Diversos pedidos de mineração de Cecchini passam por alguma área da APA do Tapajós — todos eles protocolados num período de menos de dois anos. Em abril de 2020, em um intervalo de dez dias, o empresário protocolou 11 pedidos de lavra garimpeira que incidiram em trechos da APA. Em maio de 2021, foram cinco pedidos de pesquisa de ouro.

Já a Coopermix Gold protocolou dez pedidos de lavra garimpeira na região em março do ano passado, e uma em novembro do mesmo ano.

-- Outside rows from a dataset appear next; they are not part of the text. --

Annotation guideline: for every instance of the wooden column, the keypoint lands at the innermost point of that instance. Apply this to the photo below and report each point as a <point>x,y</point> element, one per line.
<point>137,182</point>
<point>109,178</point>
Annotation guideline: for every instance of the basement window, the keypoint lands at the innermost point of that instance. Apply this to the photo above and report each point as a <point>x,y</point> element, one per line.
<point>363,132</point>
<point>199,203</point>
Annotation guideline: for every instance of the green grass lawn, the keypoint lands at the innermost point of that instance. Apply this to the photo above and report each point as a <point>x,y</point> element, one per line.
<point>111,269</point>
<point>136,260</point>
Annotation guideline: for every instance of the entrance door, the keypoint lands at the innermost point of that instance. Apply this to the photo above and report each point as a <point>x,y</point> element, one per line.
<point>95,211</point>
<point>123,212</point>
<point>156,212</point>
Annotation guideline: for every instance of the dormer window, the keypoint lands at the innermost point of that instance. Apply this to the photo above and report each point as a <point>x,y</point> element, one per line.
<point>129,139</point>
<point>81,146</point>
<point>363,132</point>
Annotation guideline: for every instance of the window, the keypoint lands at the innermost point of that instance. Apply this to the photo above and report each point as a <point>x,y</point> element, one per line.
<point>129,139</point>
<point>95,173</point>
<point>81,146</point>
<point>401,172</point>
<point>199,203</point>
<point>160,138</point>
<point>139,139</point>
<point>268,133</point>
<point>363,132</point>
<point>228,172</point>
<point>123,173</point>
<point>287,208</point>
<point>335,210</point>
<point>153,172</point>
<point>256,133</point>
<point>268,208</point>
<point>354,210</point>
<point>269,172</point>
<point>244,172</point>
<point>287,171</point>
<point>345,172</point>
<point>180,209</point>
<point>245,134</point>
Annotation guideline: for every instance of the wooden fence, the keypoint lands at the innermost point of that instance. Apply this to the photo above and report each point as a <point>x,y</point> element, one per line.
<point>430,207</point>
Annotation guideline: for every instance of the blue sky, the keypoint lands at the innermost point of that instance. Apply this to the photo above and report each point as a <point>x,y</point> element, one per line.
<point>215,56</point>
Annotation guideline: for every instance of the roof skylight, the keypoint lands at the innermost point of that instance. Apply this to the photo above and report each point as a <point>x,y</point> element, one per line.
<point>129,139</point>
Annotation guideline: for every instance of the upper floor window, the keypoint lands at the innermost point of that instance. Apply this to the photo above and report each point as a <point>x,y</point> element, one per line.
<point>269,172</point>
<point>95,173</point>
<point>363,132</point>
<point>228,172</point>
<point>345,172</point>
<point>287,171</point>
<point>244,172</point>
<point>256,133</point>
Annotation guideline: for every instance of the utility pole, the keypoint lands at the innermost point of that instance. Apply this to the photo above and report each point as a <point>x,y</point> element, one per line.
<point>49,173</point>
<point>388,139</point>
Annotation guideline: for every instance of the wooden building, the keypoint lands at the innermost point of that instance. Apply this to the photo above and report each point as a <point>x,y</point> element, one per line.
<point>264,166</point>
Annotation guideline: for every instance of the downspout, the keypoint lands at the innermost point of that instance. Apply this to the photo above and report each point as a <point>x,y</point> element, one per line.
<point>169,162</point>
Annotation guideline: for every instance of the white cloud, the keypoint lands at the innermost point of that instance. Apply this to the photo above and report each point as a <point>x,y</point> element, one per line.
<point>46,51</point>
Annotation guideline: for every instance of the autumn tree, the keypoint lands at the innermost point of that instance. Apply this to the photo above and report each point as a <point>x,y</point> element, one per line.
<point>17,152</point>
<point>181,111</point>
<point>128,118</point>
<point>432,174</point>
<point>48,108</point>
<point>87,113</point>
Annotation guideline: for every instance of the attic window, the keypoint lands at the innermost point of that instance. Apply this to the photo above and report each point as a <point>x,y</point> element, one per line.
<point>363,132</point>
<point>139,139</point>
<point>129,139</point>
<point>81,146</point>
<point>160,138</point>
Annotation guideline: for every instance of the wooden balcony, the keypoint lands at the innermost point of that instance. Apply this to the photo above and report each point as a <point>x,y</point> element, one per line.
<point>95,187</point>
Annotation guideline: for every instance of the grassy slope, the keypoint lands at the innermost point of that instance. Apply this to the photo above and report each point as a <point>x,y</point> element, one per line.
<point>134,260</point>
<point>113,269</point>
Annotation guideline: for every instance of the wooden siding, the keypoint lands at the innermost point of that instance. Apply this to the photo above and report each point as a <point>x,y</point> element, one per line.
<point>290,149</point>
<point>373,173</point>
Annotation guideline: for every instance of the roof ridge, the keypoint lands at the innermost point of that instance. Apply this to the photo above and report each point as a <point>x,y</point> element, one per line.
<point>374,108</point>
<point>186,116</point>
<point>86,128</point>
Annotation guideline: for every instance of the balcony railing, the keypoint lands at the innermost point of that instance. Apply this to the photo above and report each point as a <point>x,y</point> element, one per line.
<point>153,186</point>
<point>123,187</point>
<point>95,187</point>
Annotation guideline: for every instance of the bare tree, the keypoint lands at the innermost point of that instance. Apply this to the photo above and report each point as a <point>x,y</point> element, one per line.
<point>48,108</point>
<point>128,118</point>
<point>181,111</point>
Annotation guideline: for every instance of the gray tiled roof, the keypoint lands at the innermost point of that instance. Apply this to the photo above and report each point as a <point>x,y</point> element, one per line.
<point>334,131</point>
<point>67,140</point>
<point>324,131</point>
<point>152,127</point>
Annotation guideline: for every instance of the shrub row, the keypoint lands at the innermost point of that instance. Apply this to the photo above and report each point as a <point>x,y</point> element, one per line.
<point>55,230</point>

A esposa de Bruno, Claudia Rosa Cecchini, por sua vez, também cadastrou pedidos de mineração na ANM que passam por algum trecho da APA do Tapajós. Foram cinco requerimentos de lavra nos dias 9 e 10 de março de 2021 — pouco antes dos requerimentos da Coopermix, que aconteceram no dia 11.

Barras de ouro apreendidas em aeroporto levaram polícia a Cecchini

A investigação que terminou com o indiciamento de Bruno Cecchini começou após uma apreensão realizada em junho de 2019 no Aeroporto Santa Genoveva, em Goiânia. Na ocasião, 111 kg de ouro em barras foram apreendidos em malotes escondidos no banco de uma aeronave monomotor. A partir de indícios colhidos naquele dia, a PF começou a voltar os olhos para o empresário Bruno Cecchini.

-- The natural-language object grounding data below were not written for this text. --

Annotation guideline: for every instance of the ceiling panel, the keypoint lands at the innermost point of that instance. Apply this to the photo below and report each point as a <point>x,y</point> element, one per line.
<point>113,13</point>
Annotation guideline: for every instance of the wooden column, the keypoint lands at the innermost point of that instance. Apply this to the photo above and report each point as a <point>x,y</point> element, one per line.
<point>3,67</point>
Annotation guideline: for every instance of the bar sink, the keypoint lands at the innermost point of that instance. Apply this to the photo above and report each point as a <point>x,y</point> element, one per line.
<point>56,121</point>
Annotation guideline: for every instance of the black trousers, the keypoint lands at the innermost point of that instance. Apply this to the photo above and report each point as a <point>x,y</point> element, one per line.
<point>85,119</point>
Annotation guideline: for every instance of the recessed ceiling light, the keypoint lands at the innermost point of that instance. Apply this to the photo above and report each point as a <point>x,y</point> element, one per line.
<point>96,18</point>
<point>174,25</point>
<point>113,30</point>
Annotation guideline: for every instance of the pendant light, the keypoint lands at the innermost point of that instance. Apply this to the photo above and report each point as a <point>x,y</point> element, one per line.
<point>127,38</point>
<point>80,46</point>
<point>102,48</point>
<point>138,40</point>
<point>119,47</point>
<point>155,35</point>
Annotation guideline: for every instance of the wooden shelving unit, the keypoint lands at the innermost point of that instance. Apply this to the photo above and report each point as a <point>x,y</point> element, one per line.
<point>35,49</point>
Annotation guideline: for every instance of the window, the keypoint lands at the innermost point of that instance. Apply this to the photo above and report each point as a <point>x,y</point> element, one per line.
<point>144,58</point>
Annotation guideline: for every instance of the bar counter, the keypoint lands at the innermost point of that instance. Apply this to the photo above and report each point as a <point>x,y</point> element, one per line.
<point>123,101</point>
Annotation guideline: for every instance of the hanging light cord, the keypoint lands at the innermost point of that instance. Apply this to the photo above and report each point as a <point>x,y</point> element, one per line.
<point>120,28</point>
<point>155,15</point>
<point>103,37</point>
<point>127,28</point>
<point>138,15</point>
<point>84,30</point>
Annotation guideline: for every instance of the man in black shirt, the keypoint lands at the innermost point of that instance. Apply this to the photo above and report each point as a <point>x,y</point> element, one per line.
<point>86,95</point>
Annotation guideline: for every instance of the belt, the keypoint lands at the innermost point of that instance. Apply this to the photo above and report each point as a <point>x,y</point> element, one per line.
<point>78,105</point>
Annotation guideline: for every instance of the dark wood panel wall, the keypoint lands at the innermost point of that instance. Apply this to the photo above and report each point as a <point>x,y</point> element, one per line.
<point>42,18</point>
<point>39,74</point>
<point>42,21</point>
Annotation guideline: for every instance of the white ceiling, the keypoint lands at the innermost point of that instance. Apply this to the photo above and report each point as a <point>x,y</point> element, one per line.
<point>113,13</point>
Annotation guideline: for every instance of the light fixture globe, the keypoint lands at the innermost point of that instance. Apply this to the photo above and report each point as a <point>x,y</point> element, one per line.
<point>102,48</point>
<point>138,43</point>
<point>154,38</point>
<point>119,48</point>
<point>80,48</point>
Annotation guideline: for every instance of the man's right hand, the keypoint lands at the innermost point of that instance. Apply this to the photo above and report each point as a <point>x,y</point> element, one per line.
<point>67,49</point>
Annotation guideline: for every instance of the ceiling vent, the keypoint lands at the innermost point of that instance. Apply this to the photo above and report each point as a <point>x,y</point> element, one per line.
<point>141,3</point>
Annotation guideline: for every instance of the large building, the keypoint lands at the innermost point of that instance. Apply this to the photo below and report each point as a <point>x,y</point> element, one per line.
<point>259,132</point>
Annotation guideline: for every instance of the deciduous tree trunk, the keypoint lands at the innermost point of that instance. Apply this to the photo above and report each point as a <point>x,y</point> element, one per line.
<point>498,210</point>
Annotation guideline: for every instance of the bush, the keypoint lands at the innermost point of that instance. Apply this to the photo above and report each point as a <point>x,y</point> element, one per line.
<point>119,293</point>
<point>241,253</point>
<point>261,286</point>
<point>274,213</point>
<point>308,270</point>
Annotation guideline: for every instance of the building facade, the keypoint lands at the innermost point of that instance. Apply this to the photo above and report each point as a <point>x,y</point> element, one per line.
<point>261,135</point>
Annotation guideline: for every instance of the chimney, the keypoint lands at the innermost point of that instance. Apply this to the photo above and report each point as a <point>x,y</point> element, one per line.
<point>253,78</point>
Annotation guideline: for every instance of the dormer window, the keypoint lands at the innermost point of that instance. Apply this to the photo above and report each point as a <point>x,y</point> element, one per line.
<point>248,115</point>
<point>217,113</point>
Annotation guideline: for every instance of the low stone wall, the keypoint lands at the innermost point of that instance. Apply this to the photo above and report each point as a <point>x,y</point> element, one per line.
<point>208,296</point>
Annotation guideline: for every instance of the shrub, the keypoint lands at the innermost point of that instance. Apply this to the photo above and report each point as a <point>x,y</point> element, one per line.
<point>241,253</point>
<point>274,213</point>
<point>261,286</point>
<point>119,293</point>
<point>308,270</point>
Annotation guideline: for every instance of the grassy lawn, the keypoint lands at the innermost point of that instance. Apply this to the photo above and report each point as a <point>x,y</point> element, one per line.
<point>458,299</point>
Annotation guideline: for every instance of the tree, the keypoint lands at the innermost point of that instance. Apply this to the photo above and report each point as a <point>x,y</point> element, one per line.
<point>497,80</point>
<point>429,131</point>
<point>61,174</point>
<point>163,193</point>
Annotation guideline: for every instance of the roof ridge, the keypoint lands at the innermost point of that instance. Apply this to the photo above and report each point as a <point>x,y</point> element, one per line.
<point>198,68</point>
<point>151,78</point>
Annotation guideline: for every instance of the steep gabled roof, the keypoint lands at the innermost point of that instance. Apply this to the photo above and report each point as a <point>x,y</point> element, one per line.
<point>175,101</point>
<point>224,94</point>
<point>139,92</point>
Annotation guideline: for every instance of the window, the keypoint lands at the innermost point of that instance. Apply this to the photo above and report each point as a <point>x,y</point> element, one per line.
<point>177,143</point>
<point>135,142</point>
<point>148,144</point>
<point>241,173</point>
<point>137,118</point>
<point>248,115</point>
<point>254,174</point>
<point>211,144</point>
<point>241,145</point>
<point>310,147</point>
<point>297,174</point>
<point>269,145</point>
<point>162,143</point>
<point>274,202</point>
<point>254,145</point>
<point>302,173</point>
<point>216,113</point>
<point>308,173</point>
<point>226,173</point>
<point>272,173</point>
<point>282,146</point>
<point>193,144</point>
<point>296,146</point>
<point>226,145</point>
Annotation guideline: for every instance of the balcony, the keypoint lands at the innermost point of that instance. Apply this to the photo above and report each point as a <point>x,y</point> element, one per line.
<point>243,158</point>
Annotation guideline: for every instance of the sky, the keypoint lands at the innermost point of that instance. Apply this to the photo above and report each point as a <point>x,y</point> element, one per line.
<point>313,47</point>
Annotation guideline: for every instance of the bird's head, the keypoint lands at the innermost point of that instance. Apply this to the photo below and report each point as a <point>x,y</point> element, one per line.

No dia da apreensão, a PF prendeu os dois ocupantes da aeronave: o piloto Danilo Jorge Fulanetti (posteriormente liberado) e o único passageiro daquele voo, José Celso Rodrigues Silva. José é ligado a Bruno Cecchini em outras empresas, inclusive na própria Coopermix, da qual é diretor e parte do quadro societário. O registro das marcas da aeronave (PT-RIX) apontou que ela pertencia à empresa RJR Minas Export Eireli, uma extratora e negociante de produtos minerais. À época, a RJR tinha em seu quadro societário Julia Leão Cecchini, uma das filhas de Bruno, e o próprio José Celso Rodrigues Silva, o passageiro preso em flagrante.

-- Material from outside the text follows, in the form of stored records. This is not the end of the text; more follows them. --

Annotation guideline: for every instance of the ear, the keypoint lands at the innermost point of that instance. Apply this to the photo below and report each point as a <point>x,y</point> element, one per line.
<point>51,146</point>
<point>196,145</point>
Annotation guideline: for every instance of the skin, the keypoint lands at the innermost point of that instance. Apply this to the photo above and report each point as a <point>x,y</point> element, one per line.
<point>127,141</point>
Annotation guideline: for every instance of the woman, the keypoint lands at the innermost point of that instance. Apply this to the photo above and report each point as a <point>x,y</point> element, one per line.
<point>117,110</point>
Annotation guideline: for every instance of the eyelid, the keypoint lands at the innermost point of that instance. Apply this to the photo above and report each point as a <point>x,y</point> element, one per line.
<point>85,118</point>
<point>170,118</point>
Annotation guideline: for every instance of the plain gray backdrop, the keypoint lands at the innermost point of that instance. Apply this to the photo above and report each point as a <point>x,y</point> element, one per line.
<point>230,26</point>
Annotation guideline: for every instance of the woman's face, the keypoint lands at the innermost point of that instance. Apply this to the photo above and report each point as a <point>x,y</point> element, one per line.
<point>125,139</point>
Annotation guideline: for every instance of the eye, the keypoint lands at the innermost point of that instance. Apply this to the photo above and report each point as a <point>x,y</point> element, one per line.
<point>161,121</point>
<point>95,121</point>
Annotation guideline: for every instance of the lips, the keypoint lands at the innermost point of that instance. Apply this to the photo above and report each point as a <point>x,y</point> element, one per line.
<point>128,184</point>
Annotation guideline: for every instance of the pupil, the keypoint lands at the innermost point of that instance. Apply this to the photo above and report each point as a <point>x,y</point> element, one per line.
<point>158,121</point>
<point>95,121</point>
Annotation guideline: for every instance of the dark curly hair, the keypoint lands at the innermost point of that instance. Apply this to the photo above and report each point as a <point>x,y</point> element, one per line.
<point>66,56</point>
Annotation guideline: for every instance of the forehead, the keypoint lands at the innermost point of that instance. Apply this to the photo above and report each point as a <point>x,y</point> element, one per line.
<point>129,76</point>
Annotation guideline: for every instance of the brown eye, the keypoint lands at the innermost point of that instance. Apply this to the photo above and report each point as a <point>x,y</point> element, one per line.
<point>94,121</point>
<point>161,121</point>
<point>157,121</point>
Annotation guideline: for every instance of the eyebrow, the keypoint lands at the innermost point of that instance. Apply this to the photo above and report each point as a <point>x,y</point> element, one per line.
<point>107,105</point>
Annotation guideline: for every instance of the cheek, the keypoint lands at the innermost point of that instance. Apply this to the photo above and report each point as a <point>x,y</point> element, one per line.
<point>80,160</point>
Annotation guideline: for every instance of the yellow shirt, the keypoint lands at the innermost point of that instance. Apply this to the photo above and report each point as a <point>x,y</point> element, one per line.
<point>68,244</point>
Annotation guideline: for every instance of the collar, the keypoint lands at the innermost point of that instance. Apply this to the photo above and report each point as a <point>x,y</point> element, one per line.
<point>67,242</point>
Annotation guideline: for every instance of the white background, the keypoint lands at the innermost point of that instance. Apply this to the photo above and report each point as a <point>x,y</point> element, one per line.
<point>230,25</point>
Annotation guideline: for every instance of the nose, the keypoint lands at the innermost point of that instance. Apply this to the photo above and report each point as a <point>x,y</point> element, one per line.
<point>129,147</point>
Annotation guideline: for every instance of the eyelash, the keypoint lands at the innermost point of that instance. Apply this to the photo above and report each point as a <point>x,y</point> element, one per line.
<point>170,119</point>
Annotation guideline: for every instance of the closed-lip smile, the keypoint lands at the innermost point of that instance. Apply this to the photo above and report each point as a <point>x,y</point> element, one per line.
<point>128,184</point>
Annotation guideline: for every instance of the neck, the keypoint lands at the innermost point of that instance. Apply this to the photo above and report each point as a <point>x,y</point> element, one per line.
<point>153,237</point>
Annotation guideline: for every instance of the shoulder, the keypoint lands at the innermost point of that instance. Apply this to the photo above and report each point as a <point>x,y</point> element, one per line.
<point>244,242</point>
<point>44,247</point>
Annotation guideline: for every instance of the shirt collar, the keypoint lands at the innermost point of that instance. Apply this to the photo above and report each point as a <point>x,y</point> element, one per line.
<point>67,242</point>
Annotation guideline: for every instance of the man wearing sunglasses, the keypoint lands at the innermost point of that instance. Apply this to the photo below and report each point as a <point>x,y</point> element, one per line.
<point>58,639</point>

Quando foram ouvidos, Julia e José Celso forneceram à PF elementos que teriam formado a convicção dos policiais de que era Bruno o operador de fato da RJR. Alguns elementos da investigação, que corre em sigilo, tornaram-se públicos a partir de manifestações do MPF e da PF que apareceram em decisões da Justiça Federal.

Segundo o inquérito da PF, Julia Leão Cecchini, quando foi ouvida, embora constasse no quadro societário da RJR, afirmou que “nada sabe sobre a empresa e o transporte do ouro apreendido, nem tampouco conhece José Celso Rodrigues, apesar dele também figurar no contrato social como sócio, asseverando, ao final, entretanto, que seu pai administrava a empresa mencionada [a RJR]”.

José Celso, por sua vez, “esclareceu que foi o pai de Julia, Bruno, quem lhe ofereceu para abrir uma empresa de venda de ouro em nome do declarante e de sua filha, auferindo 0,5% do lucro obtido, não sabendo onde o ouro era adquirido, mas tinha conhecimento que era destinado à cidade de São Paulo para o refino e, em seguida, remetido para a Europa”. José Celso também complementou em seu relato à PF ”que em 2017 Bruno disse que passaria a empresa para o nome de Julia tendo em vista a maioridade alcançada.”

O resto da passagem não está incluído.